Hepatic venous O2 saturation, indocyanine green clearance and AKBR can be used as indices of hepatic circulation in humans. In this study, we measured plasma AKBR as a real-time index for ischaemic hepatic cellular damage, as AKBR is the least invasive of these methods. Fukusaki et al.[16,17] studied the combined effects of controlled hypotension and haemodilution on human hepatic function using AKBR. AKBR reflects the hepatic energy state . Tanaka et al. showed that AKBR correlated closely with ketone body ratio in hepatic tissue, which reflected the mitochondrial ratio of NAD+ to NADH and was related to the rate of mitochondrial oxidative phosphorylation. Thus, a decrease in AKBR (less than 0.70) would show that the damage to the hepatic mitochondrial energy process was caused by cellular factors. Hypoxia, hypoglycaemia and shock have also been reported to decrease AKBR , although in this study, Pao2 and glucose concentrations were maintained at levels greater than 25 kPa and 170 mgdL−1 respectively.

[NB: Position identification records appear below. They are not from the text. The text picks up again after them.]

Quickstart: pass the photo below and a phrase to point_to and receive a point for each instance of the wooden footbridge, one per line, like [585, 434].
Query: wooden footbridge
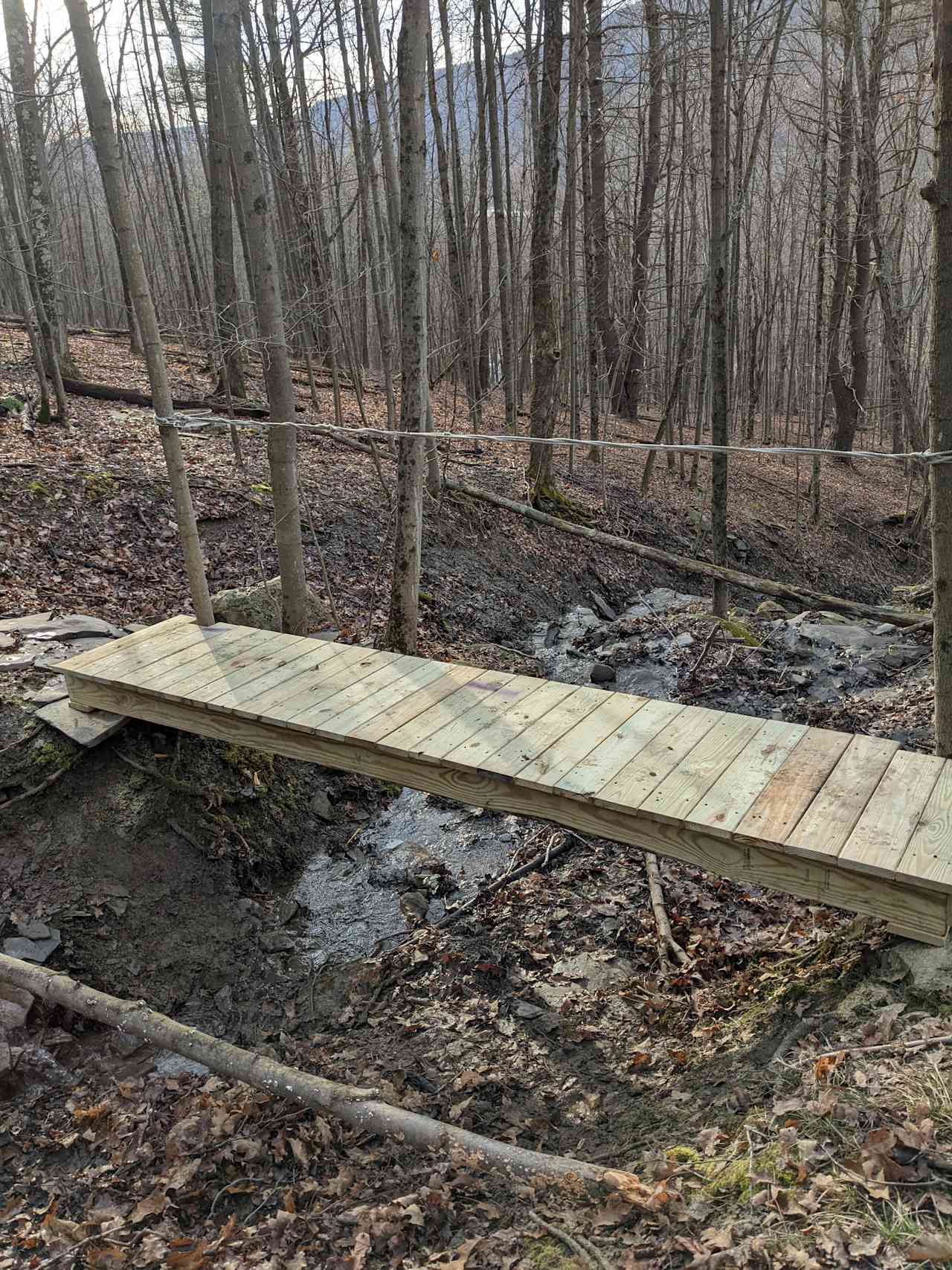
[855, 822]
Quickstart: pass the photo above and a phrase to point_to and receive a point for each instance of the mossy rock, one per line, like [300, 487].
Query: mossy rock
[260, 606]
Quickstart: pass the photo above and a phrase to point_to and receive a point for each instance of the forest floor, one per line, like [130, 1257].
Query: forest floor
[542, 1018]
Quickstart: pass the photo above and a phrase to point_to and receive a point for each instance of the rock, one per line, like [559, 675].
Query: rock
[924, 971]
[321, 806]
[260, 607]
[602, 606]
[17, 662]
[86, 729]
[276, 941]
[602, 673]
[54, 690]
[45, 626]
[287, 911]
[32, 950]
[593, 972]
[414, 905]
[14, 1006]
[33, 930]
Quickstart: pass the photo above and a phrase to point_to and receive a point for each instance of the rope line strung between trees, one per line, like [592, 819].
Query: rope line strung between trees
[187, 422]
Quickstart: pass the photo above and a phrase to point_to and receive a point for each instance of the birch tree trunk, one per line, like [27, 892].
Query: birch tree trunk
[36, 172]
[414, 399]
[266, 285]
[939, 193]
[107, 149]
[545, 315]
[720, 433]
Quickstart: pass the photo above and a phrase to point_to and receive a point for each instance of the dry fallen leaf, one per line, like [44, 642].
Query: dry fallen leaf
[930, 1248]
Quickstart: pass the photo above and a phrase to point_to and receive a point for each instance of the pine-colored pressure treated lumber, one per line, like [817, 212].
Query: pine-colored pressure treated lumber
[791, 792]
[828, 822]
[851, 822]
[145, 637]
[596, 769]
[889, 821]
[484, 745]
[727, 801]
[930, 851]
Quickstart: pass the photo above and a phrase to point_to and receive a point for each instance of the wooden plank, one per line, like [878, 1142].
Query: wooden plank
[655, 760]
[347, 722]
[409, 736]
[730, 797]
[420, 702]
[928, 858]
[300, 655]
[303, 691]
[791, 792]
[829, 819]
[246, 668]
[194, 666]
[149, 652]
[82, 661]
[481, 715]
[512, 725]
[545, 770]
[596, 769]
[904, 905]
[700, 769]
[321, 716]
[889, 821]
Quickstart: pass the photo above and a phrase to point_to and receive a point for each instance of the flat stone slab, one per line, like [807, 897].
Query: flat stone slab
[86, 729]
[70, 625]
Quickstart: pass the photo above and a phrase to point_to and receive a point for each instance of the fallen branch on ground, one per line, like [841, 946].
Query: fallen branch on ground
[945, 1039]
[538, 862]
[762, 586]
[666, 936]
[357, 1108]
[132, 397]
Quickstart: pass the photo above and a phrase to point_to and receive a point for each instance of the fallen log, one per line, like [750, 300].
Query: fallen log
[132, 397]
[350, 1105]
[686, 564]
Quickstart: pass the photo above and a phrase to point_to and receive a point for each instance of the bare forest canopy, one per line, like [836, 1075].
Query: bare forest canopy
[828, 143]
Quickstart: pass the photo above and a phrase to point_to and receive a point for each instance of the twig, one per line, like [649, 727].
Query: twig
[172, 784]
[190, 837]
[945, 1039]
[27, 736]
[104, 1236]
[715, 630]
[542, 859]
[39, 789]
[588, 1257]
[666, 937]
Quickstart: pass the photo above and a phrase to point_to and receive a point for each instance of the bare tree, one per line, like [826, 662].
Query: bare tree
[414, 399]
[266, 282]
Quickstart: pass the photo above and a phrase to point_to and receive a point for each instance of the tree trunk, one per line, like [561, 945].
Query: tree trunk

In the present study, AKBR did not change during TMP-, TNG- or PGE1-induced hypotension under sevoflurane anaesthesia. SGOT and LDH showed significant increases after TMP- and TNG-induced hypotension, although they remained within the normal range. The results indicate that controlled hypotension induced with TMP or TNG under sevoflurane anaesthesia does not impair hepatic function. TMP-induced hypotension with halothane anaesthesia produces significant decreases in cardiac output , and its profound hypotension causes ischaemic hepatic injury . Wildsmith et al. demonstrated that the blood lactate concentration did not increase during TMP-induced hypotension and suggested that the hepatic lactate clearance was preserved because hepatic blood flow did not fall. It seems that the hepatic O2 supply/uptake ratio might be less with TMP under sevoflurane anaesthesia. This study suggests that sevoflurane anaesthesia has a protective role decreasing oxygen demand in the liver. TNG-induced hypotension produces a decrease in cardiac output because TNG dilates capacitance vessels predominantly compared with resistance vessels . Hoka et al. reported that controlled hypotension induced with TNG maintained splanchnic blood flow because it did not cause blood flow redistribution from the splanchnic to extrasplanchnic vascular beds. Hepatic blood flow should have been preserved during TNG-induced hypotension under sevoflurane anaesthesia because cardiac output was maintained by ensuring sufficient preload with blood flow not being redistributed to the extrasplanchnic circulation. PGE1 has been reported to protect the hepatic cells, by a stabilizing effect on celullar membranes . Hasegawa et al. showed that PGE1-induced hypotension during isoflurane or sevoflurane anaesthesia for neurosurgery had little effect on post-operative liver function.
We conclude that controlled hypotension induced with TMP, TNG or PGE1 under sevoflurane anaesthesia is not associated with hepatic cellular damage in surgical patients.